You know those days, where no matter what you eat nothing is sitting right and you are just constantly feeling uncomfortably bloated?! I think it’s safe to say no one likes to feel that way. These are some suggestions we love and have found to be the most effective to help ease the bloating discomfort.
Take a deeper dive at what you’re consuming and how:
- Warm water with lemon–This is usually the first thing Melissa consumes in the morning because it’s a gentle but effective way to jumpstart your digestive system.
- Probiotic–Next, she has a probiotic which keeps things movin’ and flowin’ (if ya know what we mean!) Here are some faves and codes to go along with:
- Green Juice–My simple recipe to help reset the digestive system before having solid foods does wonders for your gut health. My go to: cucumber, celery, lemon, ginger.
- Actually chew your food–Yes, it sounds obvious, but did you know you’re supposed to chew each bite about 30xs?!
- Be aware of how certain foods digest together–A deep dive on how food combining can help combat bloating here.
- What’s in your salad dressing?–A lot of times, harmful ingredients like guar gums and preservatives, can hide in salad dressings. These hinder digestion which in turn causes bloating. Melissa’s Simple Salad Dressing on this Good Gut Health Salad is a team fave. Pro tip: Adding sauerkraut in a salad really aids digestion and reduces bloating because it’s a natural probiotic.
- Incorporate ginger + turmeric–Both spices have been shown to decrease inflammation and aid in digestion.
Things to ditch:
- Ditch the straw–Try drinking from the side of the cup vs. straw; you’re sucking in air with the liquid which can lead to bloating.
- Avoid chewing gum-You’re swallowing air so it’s no surprise that when you don’t chew it, you don’t feel full of air.

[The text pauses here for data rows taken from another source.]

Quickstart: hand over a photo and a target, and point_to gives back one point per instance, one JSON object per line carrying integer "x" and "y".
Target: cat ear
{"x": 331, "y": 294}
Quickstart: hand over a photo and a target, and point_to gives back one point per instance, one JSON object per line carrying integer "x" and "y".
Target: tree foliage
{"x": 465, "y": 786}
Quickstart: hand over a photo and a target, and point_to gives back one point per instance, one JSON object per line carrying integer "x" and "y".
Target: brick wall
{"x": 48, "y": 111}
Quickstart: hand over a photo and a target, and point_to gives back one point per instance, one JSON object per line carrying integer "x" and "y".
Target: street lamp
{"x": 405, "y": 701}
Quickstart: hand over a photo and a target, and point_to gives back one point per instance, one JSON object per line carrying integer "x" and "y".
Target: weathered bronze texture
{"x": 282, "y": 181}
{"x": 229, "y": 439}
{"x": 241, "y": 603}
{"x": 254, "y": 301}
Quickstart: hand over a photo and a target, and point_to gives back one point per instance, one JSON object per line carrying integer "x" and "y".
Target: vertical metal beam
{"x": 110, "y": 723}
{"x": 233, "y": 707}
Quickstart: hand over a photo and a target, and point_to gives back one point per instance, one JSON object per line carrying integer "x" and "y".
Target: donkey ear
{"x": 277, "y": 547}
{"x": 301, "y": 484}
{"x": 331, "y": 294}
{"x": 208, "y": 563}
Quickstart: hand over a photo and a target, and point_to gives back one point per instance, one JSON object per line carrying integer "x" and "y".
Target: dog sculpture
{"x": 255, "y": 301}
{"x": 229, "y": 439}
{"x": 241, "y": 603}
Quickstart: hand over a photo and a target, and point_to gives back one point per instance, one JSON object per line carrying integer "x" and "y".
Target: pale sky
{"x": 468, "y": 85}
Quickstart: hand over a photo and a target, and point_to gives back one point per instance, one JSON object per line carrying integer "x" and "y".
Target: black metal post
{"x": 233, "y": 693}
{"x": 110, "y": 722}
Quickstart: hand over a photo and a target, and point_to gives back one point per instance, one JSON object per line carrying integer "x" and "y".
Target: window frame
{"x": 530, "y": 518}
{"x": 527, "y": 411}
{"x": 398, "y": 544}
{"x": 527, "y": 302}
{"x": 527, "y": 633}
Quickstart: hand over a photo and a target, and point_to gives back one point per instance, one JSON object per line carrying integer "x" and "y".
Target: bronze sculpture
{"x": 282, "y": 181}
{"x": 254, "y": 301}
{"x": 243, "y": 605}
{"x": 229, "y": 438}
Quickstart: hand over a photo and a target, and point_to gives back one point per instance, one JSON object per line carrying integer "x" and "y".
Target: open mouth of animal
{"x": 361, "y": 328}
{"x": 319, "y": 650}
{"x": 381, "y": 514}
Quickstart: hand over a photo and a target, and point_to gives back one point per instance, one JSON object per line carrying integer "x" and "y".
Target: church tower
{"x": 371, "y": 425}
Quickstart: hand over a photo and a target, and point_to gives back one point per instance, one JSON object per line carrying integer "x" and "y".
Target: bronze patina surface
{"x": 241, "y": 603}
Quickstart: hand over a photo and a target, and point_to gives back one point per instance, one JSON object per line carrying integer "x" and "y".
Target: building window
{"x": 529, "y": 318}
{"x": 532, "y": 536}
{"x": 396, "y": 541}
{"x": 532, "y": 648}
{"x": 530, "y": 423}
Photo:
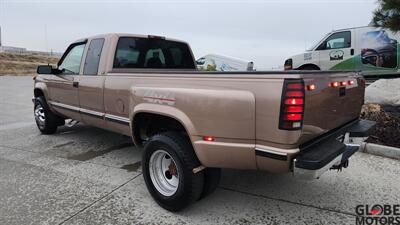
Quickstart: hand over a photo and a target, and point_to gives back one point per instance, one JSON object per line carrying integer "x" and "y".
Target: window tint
{"x": 72, "y": 61}
{"x": 93, "y": 57}
{"x": 152, "y": 53}
{"x": 337, "y": 40}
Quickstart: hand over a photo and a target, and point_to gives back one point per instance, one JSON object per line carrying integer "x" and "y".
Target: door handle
{"x": 75, "y": 84}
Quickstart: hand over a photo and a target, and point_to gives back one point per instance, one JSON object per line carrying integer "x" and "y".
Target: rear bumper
{"x": 329, "y": 152}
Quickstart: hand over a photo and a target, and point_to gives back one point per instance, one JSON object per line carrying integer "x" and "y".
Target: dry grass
{"x": 387, "y": 125}
{"x": 23, "y": 64}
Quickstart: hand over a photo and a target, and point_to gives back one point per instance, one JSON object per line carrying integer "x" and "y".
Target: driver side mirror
{"x": 45, "y": 69}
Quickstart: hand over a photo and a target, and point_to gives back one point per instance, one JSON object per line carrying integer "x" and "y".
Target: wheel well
{"x": 146, "y": 125}
{"x": 309, "y": 67}
{"x": 38, "y": 92}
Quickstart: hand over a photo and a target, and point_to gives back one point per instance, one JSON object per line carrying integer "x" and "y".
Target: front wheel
{"x": 168, "y": 162}
{"x": 46, "y": 120}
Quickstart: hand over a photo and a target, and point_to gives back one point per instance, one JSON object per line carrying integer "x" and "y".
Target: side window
{"x": 72, "y": 61}
{"x": 93, "y": 57}
{"x": 337, "y": 40}
{"x": 152, "y": 53}
{"x": 127, "y": 55}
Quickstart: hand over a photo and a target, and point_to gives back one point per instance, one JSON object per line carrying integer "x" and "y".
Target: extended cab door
{"x": 63, "y": 87}
{"x": 91, "y": 84}
{"x": 336, "y": 51}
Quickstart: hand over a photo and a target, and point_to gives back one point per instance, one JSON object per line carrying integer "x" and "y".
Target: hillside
{"x": 23, "y": 64}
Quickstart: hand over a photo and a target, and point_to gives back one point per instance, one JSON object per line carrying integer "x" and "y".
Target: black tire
{"x": 190, "y": 185}
{"x": 51, "y": 120}
{"x": 212, "y": 176}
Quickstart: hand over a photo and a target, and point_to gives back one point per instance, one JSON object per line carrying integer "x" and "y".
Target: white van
{"x": 374, "y": 51}
{"x": 215, "y": 62}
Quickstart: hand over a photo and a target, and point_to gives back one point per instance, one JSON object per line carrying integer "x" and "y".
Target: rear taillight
{"x": 292, "y": 105}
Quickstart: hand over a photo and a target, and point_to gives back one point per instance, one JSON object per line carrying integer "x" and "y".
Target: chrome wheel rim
{"x": 40, "y": 117}
{"x": 164, "y": 173}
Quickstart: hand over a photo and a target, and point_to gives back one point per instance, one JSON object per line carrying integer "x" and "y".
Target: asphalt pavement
{"x": 85, "y": 175}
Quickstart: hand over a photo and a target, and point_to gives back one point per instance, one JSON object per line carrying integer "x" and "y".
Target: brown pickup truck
{"x": 192, "y": 123}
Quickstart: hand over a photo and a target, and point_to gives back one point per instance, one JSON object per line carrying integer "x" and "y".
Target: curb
{"x": 380, "y": 150}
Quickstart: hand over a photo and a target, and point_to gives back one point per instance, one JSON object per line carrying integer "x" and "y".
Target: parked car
{"x": 192, "y": 123}
{"x": 372, "y": 50}
{"x": 213, "y": 62}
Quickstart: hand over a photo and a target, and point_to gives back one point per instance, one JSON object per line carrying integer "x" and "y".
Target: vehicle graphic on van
{"x": 373, "y": 51}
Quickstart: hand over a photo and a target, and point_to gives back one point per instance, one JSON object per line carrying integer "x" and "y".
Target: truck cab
{"x": 373, "y": 51}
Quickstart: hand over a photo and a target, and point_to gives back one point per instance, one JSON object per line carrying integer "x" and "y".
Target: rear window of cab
{"x": 132, "y": 52}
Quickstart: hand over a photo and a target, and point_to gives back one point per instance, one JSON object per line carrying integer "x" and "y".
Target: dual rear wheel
{"x": 168, "y": 162}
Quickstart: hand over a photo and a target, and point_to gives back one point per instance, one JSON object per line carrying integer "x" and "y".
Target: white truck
{"x": 374, "y": 51}
{"x": 216, "y": 62}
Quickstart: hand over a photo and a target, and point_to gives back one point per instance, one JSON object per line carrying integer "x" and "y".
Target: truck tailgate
{"x": 336, "y": 100}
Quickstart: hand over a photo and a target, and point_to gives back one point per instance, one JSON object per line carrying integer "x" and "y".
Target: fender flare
{"x": 164, "y": 110}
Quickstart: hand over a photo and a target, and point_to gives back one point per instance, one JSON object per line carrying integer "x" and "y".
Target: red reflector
{"x": 294, "y": 94}
{"x": 208, "y": 138}
{"x": 292, "y": 109}
{"x": 335, "y": 84}
{"x": 294, "y": 101}
{"x": 294, "y": 86}
{"x": 311, "y": 87}
{"x": 292, "y": 117}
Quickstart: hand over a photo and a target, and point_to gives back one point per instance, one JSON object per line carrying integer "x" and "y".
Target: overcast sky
{"x": 266, "y": 32}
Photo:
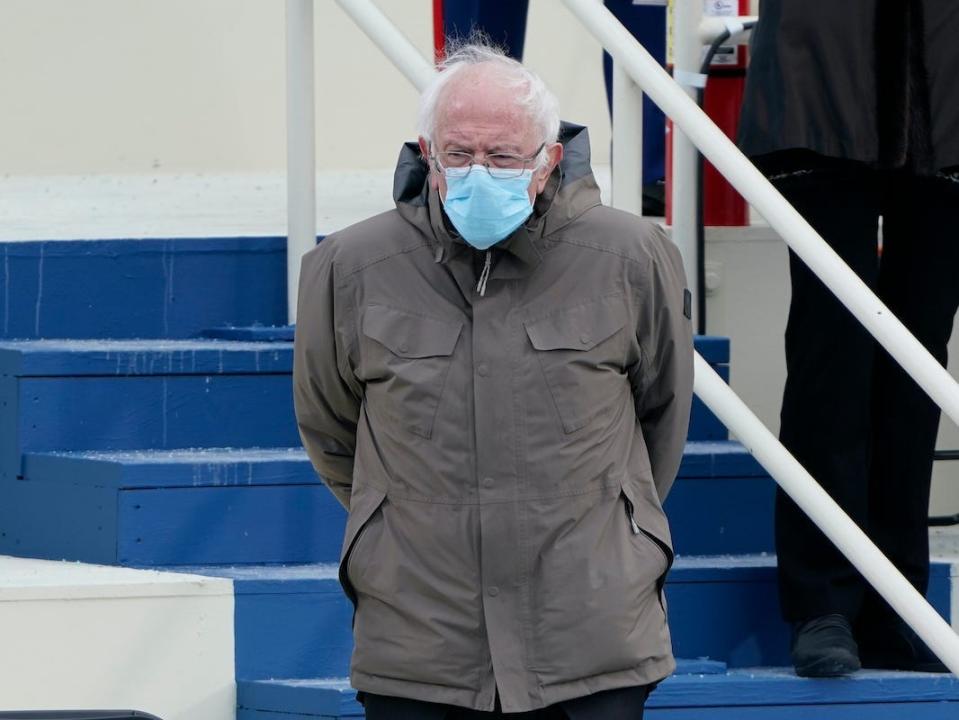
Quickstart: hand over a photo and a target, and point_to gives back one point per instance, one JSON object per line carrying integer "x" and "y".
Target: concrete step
{"x": 166, "y": 288}
{"x": 295, "y": 622}
{"x": 62, "y": 395}
{"x": 168, "y": 508}
{"x": 693, "y": 693}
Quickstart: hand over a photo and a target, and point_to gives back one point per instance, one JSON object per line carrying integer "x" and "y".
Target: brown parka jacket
{"x": 503, "y": 454}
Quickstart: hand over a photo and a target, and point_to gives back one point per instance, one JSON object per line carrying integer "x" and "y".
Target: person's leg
{"x": 386, "y": 707}
{"x": 621, "y": 704}
{"x": 917, "y": 280}
{"x": 825, "y": 410}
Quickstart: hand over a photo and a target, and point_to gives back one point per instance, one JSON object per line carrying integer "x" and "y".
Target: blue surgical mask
{"x": 484, "y": 209}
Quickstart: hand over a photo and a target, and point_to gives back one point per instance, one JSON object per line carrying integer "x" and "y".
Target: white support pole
{"x": 627, "y": 142}
{"x": 712, "y": 27}
{"x": 687, "y": 53}
{"x": 837, "y": 526}
{"x": 300, "y": 144}
{"x": 782, "y": 217}
{"x": 384, "y": 34}
{"x": 850, "y": 290}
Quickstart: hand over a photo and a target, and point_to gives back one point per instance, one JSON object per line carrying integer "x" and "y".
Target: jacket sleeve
{"x": 663, "y": 388}
{"x": 326, "y": 395}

- Limit liquids while eating-Research shows that drinking a glass or two while eating may interfere with digestion. “Our stomachs have a knack of knowing when you will eat and starts releasing digestive juices immediately. If you start drinking water at the same time, what you are actually doing is diluting the digestive juices being released to digest your food, thereby hindering them from breaking down food.” Limiting carbonated beverages is also known to help decrease bloating.
- Put your phone away and close your labtop-Take a few deep breaths (in through your nose, out through your mouth) before you begin eating to help you relax. Your texts and emails can wait! When you’re in a state to relax and rest, you can digest! And, when you don’t have a screen in your face, you can actually taste your food and eat more mindfully.
- Ease up on gluten–One study found that “87% of people who had suspected non-celiac gluten sensitivity experienced bloating.” Experiment with yourself because possibly limiting carbs and/or gluten could help you!
Things to add in:
- Tea–(Melissa recommends drinking both of these in the evening)
- Arrae Debloat supplement— A game changer because of the “blend of 5 herbs and a fruit based digestive enzyme that target every possible cause for bloating so you feel relief quickly.” This is the type of supplement Melissa recommends taking on an as needed basis, not everyday and in the evening. Experiment with yourself and see how you feel, but 1-2 capsules does the trick for her!
- Meditation–Taps into your parasympathetic nervous system so you’re not living in fight or flight which keeps you in a high cortisol state where digestion is put on the back burner.
- Soaking grains & beans–Removes the phytic acid which makes digestive enzymes more available and increases the absorption of the nutrients the food contains. A how-to on exactly how to soak is here.
These are all simply our suggestions. Try on what feels good to you and leave the rest. We always recommend consulting with your doctor so that you both can determine what’s best for you!